SUMMARY:
Pursuant to federal law, lawfully residing immigrants are ineligible to receive Medicaid until they have lived in the U.S. with legal status for five years. But federal law also offers the states the option to carve two special populations out of this five-year bar: pregnant women and children. In 2016, the Florida legislature passed bipartisan legislation to end the five-year bar for children. Now is the time to do so for pregnant women.
BACKGROUND:
Under federal law, Florida has the option to provide pregnancy-related Medicaid to lawfully residing, income-eligible immigrant women, regardless of the length of time they have been in the United States. This option, established by the Legal Immigrant Children’s Health Improvement Act (ICHIA), has been adopted in twenty-five states. Extending pregnancy-related Medicaid coverage would provide essential care throughout the prenatal and postpartum periods to lawful residents and their U.S. born citizen children.
Uninsured pregnant individuals are less likely to attend routine care and are at greater risk of poor outcomes for both mother and child. Poor management of maternal health adversely affects a child’s cognitive and behavioral health. Lifting the five-year bar for immigrant women would improve maternal and infant health outcomes, address root causes of high-risk pregnancies, and save lives and costly medical interventions.
Lifting the five-year bar will also have significant economic benefits for individuals, health systems, and the state. Individuals with coverage shoulder less medical debt and are more likely to seek the care they need because they don’t fear unpaid medical bills. Further, access to coverage results in decreased emergency room utilization and costly care such as surgery and hospitalization. Hospitals gain when patients are covered, as uncompensated care costs decrease. This eases the economic strain on safety-net institutions, hospitals, and their providers.
Florida currently ranks 13th among the states for maternal mortality. At the same time, severe maternal morbidity is on the rise, increasing by 13% across the country between 2016 to 2019. And poor outcomes are not shouldered evenly. Black women are 3.7 times more likely to die from pregnancy-related causes than their White counterparts.
EXTENDING COVERAGE WILL IMPROVE HEALTH OUTCOMES:
Access to affordable health coverage and healthcare is critical to improving health outcomes for pregnant individuals and their U.S. born children. Immigrant mothers who are subject to Florida Medicaid’s five-year bar are less likely to have adequate prenatal care. While just 10% of uninsured pregnant people receive care in their first trimester, nearly three-quarters of pregnant women covered by Medicaid attend the recommended nine prenatal care visits.
Florida should be proud of our high coverage rates during pregnancy: just 6% of Florida births are to uninsured mothers. Lifting the five-year bar for lawfully residing pregnant women would improve outcomes for these individuals who are most marginalized from the healthcare system.
EXTENDING COVERAGE MAKES FINANCIAL SENSE:
While uncompensated care costs are borne largely by local institutions, the costs of pregnancy Medicaid coverage are borne in large part by the federal government, at the state’s standard Medicaid’s Federal Medical Assistance Percentage (FMAP) rate. Shifting pregnancy-related costs to the Medicaid program would save the state money. At the same time, taking up the ICHIA option will reduce medical debt and improve household financial security for our youngest citizens and their parents. Providing prenatal and postpartum health coverage to otherwise uninsured residents translates to less emergency room utilization, less urgent care needed, better health outcomes and resultant cost savings.
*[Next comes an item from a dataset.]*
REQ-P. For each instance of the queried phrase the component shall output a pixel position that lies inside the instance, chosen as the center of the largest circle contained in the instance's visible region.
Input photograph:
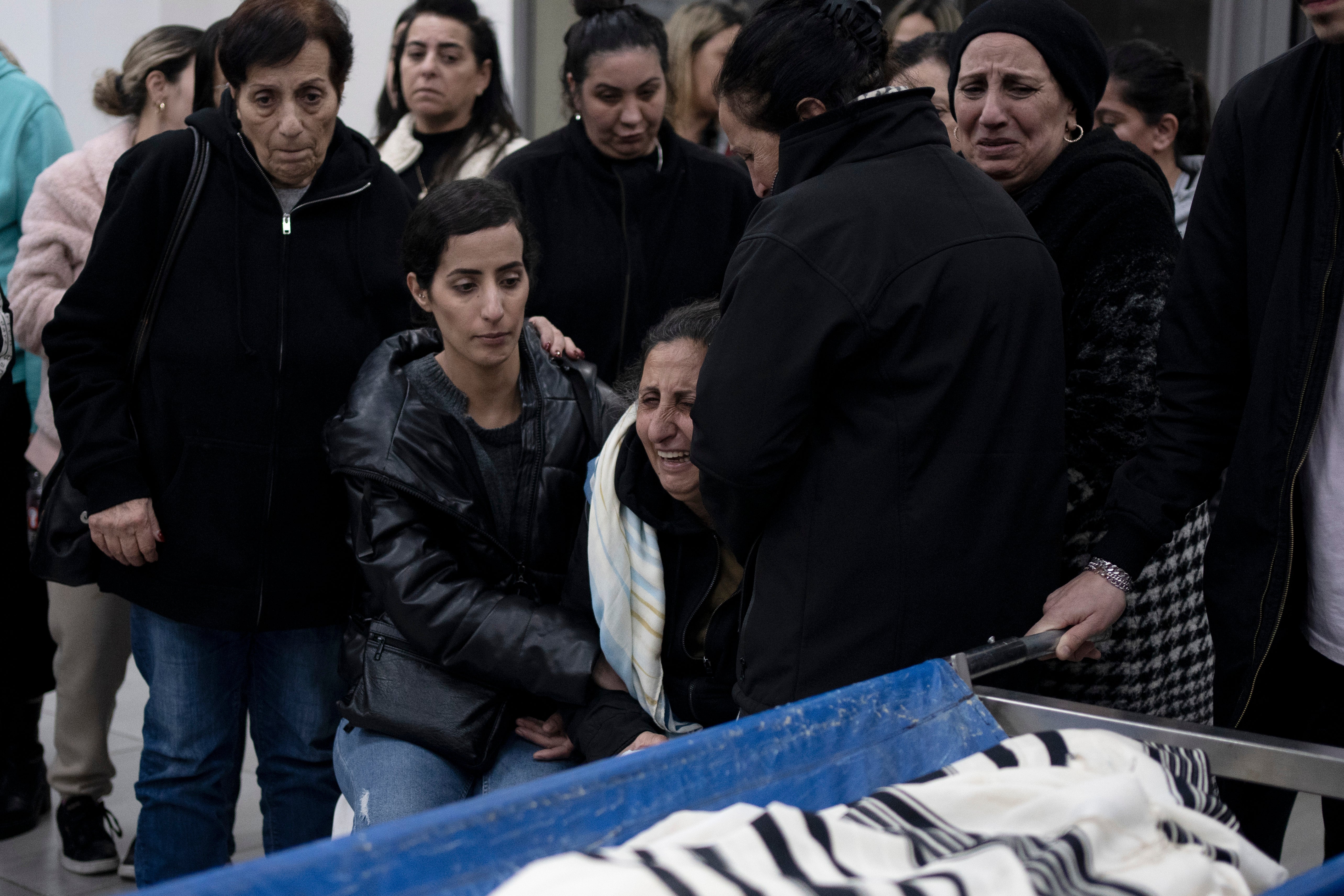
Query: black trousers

THE COSTS ARE OUTWEIGHED BY THE BENEFITS
Florida is made richer by our diverse immigrant population. We estimate that taking up the ICHIA option for pregnant women would benefit approximately 2,000 women – and their infants– annually. The annual cost of extending coverage to this population is low: 2,000 women * $5,539.64 per member per year * 20 months of pregnancy coverage * 33.75% of Medicaid costs paid by the state = an estimated annual cost of $6,207,167.
NOW IS THE TIME FOR FLORIDA TO END THE FIVE-YEAR BAR FOR PREGNANT WOMEN
The ICHIA option for pregnant women will improve maternal and infant health outcomes while saving the state and our hospital systems money. Florida recognized the importance of extending health coverage to lawfully residing immigrant children regardless of the duration of residency when it took up the ICHIA option for children in 2016. With preterm birth in Florida receiving a “D” from the March of Dimes, it is time to take this critical step for pregnant women and their babies, as we re-commit to improving outcomes for our most vulnerable mothers and infants.